IGOR FERNÁNDEZ
PSICOLOGÍA

Viejas historias, nuestras historias

(Getty)

Pensar, sentir y actuar fuera de lo establecido es tanto una necesidad para los grupos como, a menudo, una enorme dificultad. La identidad de los grupos, pequeños o grandes, está forjada a base de experiencias reales que unos individuos tuvieron y que se van quedando en forma de procesos, usos o creencias para los que vienen detrás. En lo lúdico, es muy visible cuando pensamos, por ejemplo, en la música. Todo un grupo humano hace cuarenta años, bailó, se enamoró, pensó o actuó al son de tonadas que hoy se ven con distancia, extrañeza y desapego por quien tiene ganas de bailar.

La manera en la que las nuevas generaciones de un grupo abraza las pasiones de las anteriores tiene mucho que ver con la influencia de estas, la presión que ejerzan, o la dedicación para transmitir lo que para ellos fue tan importante. Y esto supone un gran dilema para todos. Para unos, su deseo de trascendencia hace muy difícil renunciar a satisfacer las deudas sin saldar o los anhelos no cumplidos (aspectos todos ellos muy profundos de la identidad personal y de grupo). Y los grupos raramente arreglan sus papeles antes de pasar el testigo a las nuevas generaciones. Incluso individualmente, raramente se puede poner fin internamente a una lucha que ha sido el centro de la propia vida, para no ‘entregarla’ sin terminar a los que vienen detrás, con la expectativa secreta o no, de que ellos salden lo que otros no pudieron. Y es que, no solo se hereda el patrimonio, también se heredan asuntos inconclusos como parte de la identidad grupal.

Ver a gente joven coreando eslóganes de hace cincuenta años, con fervor y convicción pero sin haber tenido una experiencia directa, sin que sean ‘sus’ eslóganes o sus conclusiones, parece hacer imposible pasar página en algunos asuntos, bien sean estos políticos, identitarios, o familiares, y señala la mano de alguien que ha empleado mucho esfuerzo en transmitir no solo la idea, sino la vinculación con el hecho. Pero también en la pequeña escala sucede: ver a hijos repetir los lamentos de sus padres como si fueran propios, adoptar sus restricciones o su manera de defenderse del mundo, da una sensación de destino, que cualquier nueva generación debería tener el derecho de desafiar, de abandonar.

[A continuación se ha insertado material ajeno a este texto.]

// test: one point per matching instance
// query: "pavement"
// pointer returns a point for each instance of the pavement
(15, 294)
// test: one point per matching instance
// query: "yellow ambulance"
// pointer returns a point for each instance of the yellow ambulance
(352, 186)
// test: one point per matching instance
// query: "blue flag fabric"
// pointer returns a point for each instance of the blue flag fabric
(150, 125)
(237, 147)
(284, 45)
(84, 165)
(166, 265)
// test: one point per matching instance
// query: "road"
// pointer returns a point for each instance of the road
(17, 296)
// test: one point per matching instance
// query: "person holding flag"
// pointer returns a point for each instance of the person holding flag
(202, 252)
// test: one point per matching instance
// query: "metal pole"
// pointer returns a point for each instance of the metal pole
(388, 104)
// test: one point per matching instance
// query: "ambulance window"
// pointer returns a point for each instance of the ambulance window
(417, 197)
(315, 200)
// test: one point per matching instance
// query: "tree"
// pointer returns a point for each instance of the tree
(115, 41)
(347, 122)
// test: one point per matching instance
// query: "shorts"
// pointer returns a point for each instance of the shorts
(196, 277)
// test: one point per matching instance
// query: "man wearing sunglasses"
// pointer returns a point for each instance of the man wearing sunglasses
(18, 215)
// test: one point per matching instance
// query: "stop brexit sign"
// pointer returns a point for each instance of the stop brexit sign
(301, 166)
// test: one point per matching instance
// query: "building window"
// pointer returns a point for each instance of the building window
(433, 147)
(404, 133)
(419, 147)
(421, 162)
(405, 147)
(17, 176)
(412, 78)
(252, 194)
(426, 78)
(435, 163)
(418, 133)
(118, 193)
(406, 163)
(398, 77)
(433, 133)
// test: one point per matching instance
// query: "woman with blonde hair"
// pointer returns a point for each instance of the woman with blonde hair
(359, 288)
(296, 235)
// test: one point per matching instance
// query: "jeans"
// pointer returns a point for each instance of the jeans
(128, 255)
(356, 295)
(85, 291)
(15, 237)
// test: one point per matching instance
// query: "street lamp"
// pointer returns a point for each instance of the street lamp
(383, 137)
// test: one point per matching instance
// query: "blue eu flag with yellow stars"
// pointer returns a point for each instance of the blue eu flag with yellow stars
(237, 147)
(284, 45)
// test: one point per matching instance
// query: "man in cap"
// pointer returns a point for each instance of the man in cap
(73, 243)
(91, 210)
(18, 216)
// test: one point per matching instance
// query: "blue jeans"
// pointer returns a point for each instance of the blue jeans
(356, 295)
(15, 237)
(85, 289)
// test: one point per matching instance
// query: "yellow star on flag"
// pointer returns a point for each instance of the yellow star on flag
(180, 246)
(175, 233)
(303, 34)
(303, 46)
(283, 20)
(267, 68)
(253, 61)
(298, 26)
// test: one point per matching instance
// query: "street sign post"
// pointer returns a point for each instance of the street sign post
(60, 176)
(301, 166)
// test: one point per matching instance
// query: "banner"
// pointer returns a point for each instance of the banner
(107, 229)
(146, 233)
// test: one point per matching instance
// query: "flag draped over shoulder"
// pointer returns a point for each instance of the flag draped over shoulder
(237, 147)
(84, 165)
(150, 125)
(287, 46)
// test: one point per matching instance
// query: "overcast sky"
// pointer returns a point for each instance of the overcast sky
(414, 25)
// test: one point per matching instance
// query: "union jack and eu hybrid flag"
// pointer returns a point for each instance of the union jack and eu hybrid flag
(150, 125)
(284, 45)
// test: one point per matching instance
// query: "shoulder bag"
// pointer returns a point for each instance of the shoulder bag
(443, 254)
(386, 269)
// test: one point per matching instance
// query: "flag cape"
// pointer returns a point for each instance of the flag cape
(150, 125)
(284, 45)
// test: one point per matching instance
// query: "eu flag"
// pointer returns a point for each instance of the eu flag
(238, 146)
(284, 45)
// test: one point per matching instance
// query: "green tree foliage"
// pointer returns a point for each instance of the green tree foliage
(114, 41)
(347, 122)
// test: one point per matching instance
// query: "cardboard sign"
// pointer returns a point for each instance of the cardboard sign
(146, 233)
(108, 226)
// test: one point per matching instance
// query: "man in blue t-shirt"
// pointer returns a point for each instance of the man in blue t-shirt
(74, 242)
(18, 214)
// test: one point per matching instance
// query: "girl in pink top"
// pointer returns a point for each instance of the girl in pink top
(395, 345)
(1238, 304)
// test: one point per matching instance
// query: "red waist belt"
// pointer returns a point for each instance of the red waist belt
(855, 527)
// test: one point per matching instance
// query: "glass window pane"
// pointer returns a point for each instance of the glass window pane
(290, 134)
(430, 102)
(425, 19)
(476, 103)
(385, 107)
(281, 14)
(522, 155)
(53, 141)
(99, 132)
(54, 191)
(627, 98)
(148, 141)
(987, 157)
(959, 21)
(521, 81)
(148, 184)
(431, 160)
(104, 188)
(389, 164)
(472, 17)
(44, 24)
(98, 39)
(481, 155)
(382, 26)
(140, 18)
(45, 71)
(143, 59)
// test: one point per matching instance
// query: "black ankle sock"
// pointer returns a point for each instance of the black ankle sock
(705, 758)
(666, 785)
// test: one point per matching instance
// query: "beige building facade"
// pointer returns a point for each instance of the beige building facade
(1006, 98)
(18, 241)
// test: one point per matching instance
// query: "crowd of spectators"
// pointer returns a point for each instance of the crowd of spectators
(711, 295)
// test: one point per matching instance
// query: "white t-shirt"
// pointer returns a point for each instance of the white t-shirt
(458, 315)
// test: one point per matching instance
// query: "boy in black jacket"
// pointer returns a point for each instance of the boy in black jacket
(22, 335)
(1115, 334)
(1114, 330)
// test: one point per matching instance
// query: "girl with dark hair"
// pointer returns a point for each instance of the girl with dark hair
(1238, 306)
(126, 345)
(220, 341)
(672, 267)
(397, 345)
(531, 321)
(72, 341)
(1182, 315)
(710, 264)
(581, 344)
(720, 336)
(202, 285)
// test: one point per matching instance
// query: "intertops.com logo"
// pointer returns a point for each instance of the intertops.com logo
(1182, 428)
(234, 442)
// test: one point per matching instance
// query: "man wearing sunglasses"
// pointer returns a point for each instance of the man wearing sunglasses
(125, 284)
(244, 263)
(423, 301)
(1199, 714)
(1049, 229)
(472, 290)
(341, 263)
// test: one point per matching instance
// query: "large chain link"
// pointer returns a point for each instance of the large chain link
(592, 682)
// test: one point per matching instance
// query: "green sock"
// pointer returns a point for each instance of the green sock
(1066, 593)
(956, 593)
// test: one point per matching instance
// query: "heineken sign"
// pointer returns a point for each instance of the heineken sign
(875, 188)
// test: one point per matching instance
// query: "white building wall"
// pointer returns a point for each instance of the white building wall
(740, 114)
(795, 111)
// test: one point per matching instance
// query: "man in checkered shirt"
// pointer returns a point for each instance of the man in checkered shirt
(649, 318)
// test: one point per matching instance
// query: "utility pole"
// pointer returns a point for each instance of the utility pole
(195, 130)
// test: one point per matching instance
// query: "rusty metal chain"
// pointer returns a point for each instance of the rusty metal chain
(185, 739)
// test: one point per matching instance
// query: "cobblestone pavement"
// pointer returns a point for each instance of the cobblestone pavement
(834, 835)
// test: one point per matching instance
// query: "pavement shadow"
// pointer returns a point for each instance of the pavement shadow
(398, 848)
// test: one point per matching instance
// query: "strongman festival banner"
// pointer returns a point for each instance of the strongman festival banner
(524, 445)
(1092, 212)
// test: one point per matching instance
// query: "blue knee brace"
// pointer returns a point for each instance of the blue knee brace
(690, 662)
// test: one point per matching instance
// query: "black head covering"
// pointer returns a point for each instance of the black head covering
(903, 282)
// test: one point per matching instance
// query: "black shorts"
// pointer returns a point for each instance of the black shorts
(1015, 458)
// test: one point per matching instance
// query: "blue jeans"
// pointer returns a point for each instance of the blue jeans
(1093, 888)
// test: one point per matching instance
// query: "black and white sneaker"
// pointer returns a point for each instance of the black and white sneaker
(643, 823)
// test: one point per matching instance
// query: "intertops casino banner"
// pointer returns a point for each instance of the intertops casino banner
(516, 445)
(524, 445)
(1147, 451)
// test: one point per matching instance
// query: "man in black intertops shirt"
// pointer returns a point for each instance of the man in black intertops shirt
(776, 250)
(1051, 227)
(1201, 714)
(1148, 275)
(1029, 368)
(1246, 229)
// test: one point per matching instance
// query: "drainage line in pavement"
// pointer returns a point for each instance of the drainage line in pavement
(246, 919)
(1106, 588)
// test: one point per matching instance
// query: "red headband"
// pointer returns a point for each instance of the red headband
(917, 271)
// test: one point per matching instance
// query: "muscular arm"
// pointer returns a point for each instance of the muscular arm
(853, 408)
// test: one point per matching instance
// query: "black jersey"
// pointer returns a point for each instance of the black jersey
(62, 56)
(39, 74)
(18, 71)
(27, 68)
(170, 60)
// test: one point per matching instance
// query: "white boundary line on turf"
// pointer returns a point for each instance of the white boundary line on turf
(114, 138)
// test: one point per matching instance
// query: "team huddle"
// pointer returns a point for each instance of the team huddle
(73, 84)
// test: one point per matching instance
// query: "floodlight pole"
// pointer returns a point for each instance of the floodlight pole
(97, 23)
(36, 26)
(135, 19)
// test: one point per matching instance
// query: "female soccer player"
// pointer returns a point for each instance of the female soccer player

Y no es fácil ni para unos ni para otros. Por el otro lado, quien recibe la herencia, tiene difícil rechazarla, cuestionarla o incluso matizarla de primeras si quiere pertenecer, o ‘ser’ de ‘los nuestros’, máxime, si no hay permiso para ello o siquiera es una idea posible. Máxime si perciben que no hay alternativas para ser de otra manera, a partir de su propia curiosidad, o de sus propios vínculos.

¿Serán las generaciones previas tan generosas -curiosa coincidencia etimológica- como para renunciar a parte de su identidad para que las nuevas construyan la suya? ¿O las nuevas podrán escuchar el legado sin tener la responsabilidad de resolverlo? Todo un dilema.